Research

Study suggests new approach to treating kids with relapsed cancer.

UI researchers have identified a new target that may help improve treatment for children with relapsed B-cell acute lymphoblastic leukemia (B-ALL), the most common type of childhood cancer.

By measuring the effect of every gene, one by one, in the genome, the researchers have found that a combination of Aurora kinase B inhibitors and steroids may help treat relapsed patients. 

B-ALL is highly treatable, and almost 85 percent of children are cured with current therapies. However, when patients relapse or the chemotherapy fails, the outcomes are much worse and there is a need to improve treatments for this group of patients.

The research team—which included collaborators from the Univesity of Southern California and University of California, San Francisco—was led by Miles Pufall, PhD, associate professor of biochemistry at the UI Carver College of Medicine. 

Study points to making chemotherapy more effective.
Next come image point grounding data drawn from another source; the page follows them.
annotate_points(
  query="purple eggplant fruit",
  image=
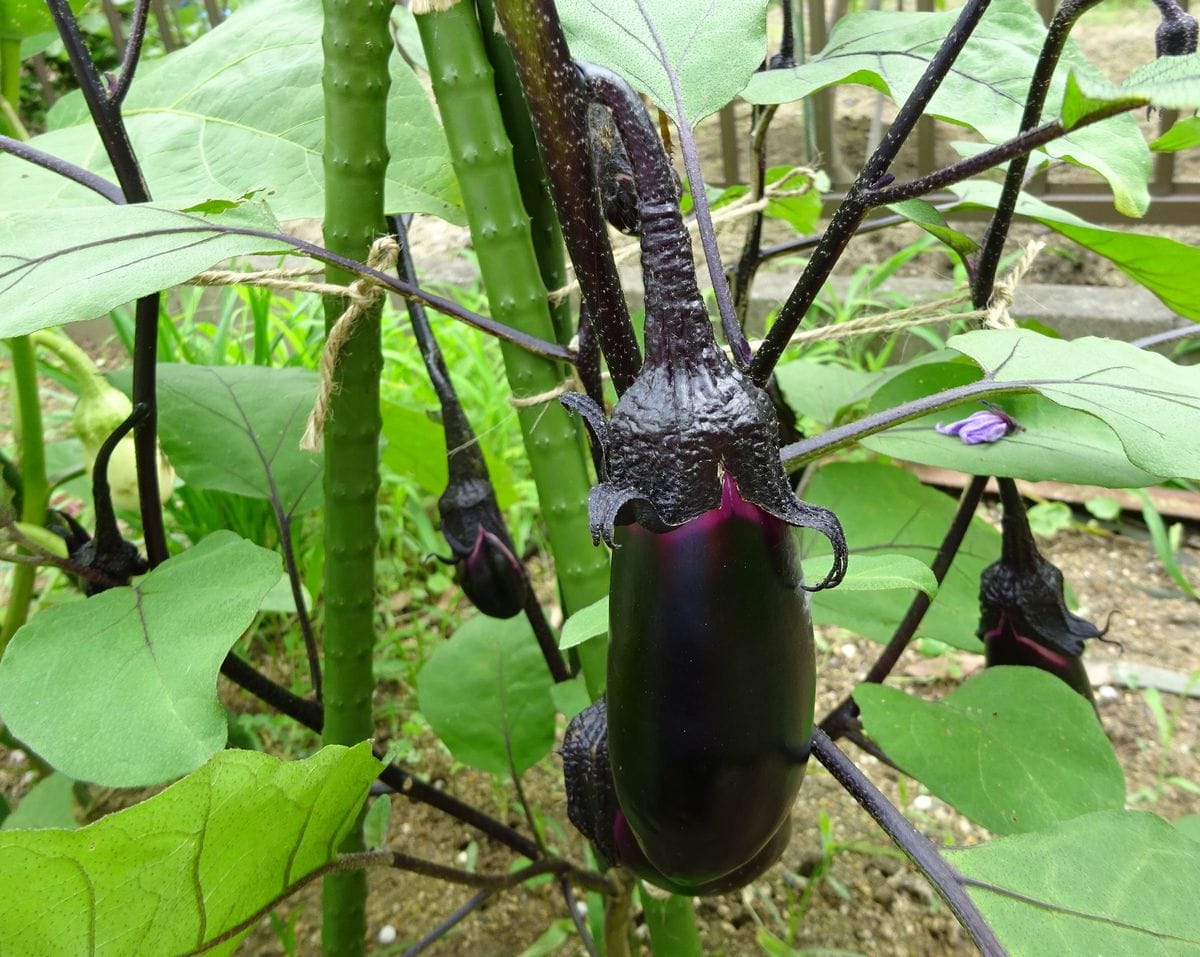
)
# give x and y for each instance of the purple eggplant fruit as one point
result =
(486, 566)
(1024, 617)
(688, 771)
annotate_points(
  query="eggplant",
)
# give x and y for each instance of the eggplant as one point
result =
(1024, 617)
(688, 771)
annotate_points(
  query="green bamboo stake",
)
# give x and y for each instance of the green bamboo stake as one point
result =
(547, 238)
(499, 227)
(355, 82)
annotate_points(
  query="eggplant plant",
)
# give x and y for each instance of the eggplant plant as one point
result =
(685, 668)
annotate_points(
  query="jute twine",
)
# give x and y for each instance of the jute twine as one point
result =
(365, 293)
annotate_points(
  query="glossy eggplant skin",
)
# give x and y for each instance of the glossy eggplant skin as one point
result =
(711, 690)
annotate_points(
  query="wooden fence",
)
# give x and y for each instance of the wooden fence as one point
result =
(1175, 202)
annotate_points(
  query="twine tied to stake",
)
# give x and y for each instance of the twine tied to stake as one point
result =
(363, 294)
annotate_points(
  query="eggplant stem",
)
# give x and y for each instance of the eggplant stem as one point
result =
(919, 849)
(837, 721)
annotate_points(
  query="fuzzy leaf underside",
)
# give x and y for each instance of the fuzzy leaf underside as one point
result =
(1018, 750)
(120, 688)
(1113, 882)
(712, 47)
(181, 868)
(65, 265)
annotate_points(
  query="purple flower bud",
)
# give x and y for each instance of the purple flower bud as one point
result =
(985, 426)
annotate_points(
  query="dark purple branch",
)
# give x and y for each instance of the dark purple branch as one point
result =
(964, 169)
(448, 924)
(120, 88)
(111, 191)
(557, 106)
(984, 278)
(918, 848)
(852, 210)
(106, 113)
(871, 226)
(733, 333)
(837, 721)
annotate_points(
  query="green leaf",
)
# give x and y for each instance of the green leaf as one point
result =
(237, 428)
(251, 88)
(486, 693)
(672, 925)
(820, 390)
(1167, 268)
(1115, 882)
(925, 215)
(1189, 825)
(120, 688)
(1055, 443)
(587, 623)
(885, 510)
(1145, 398)
(570, 697)
(65, 265)
(1167, 83)
(1183, 136)
(713, 49)
(871, 572)
(27, 18)
(985, 91)
(1017, 751)
(185, 867)
(48, 804)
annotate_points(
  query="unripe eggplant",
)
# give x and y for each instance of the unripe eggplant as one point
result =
(688, 772)
(1024, 617)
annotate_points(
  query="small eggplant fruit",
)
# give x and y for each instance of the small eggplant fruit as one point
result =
(688, 772)
(1024, 617)
(486, 566)
(489, 572)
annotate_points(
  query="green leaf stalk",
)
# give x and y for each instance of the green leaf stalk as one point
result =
(499, 227)
(357, 46)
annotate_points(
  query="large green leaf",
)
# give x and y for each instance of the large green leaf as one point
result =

Pufall’s team used functional genomic techniques to understand the causes of relapse and look for ways to make glucocorticoids, a standard chemotherapy for B-ALL, more effective in relapsed patients. 

“Functional genomics makes this approach possible because rather than guessing, we measured the effect of every gene on sensitivity to glucocorticoid chemotherapy,” Pufall says.  

Pufall notes the findings may have benefits beyond improving therapies for relapsed B-ALL cancers. This type of functional genomic analysis could in principle be done with most chemotherapies for any cancer, and may provide insight on new approaches or combination therapies to improve other forms of chemotherapy and limit side effects.  

In addition, steroids like prednisone and dexamethasone are among the most highly prescribed drugs in the world. Identifying what makes them work better or worse might allow physicians to use them more effectively and safely for many purposes.